Whistleblower Alleges Trump Plot to Mark 2.7 Million Living as Dead
Former Social Security official Jeremiah Schofield alleges the Trump administration planned to falsely declare millions dead to force immigrants into self-deportation.
Former senior Social Security Administration executive Jeremiah Schofield filed a 49-page whistleblower disclosure with the Senate alleging that the Trump administration planned to falsely mark 2.7 million living people as dead in the agency's Death Master File. The plot, linked to Elon Musk's Department of Government Efficiency (DOGE) and the Department of Homeland Security (DHS), reportedly aimed to freeze bank accounts and block government benefits to pressure immigrants into self-deporting or visiting agency offices for arrest.

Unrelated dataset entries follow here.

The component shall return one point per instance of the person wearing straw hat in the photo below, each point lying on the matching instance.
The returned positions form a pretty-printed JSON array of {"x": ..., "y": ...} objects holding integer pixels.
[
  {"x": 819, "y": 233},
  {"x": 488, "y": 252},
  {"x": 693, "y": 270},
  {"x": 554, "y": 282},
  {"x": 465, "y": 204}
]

Schofield claims the DHS provided the name list in April 2025 following memos from then-Secretary Kristi Noem. He alleges that he blocked the plan after discovering the list erroneously included U.S. citizens, lawful permanent residents, teenagers, and senior citizens. He further claims then-acting commissioner Leland Dudek attempted to rebrand the death label as ineligible to circumvent legal warnings from agency lawyers.
The Social Security Administration denied that the list of 2.7 million names was added to the Death Master File, though it acknowledged a separate 2025 effort that incorrectly marked 6,100 immigrants as dead. The Department of Homeland Security defended general inter-agency data sharing as a tool for public safety and identifying criminals.
Senate Democrats Elizabeth Warren and Richard Blumenthal condemned the alleged weaponization of government records. Warren accused DOGE of sowing chaos, while Blumenthal stated the disclosure provided evidence that the administration sought ways to purposefully hurt immigrants.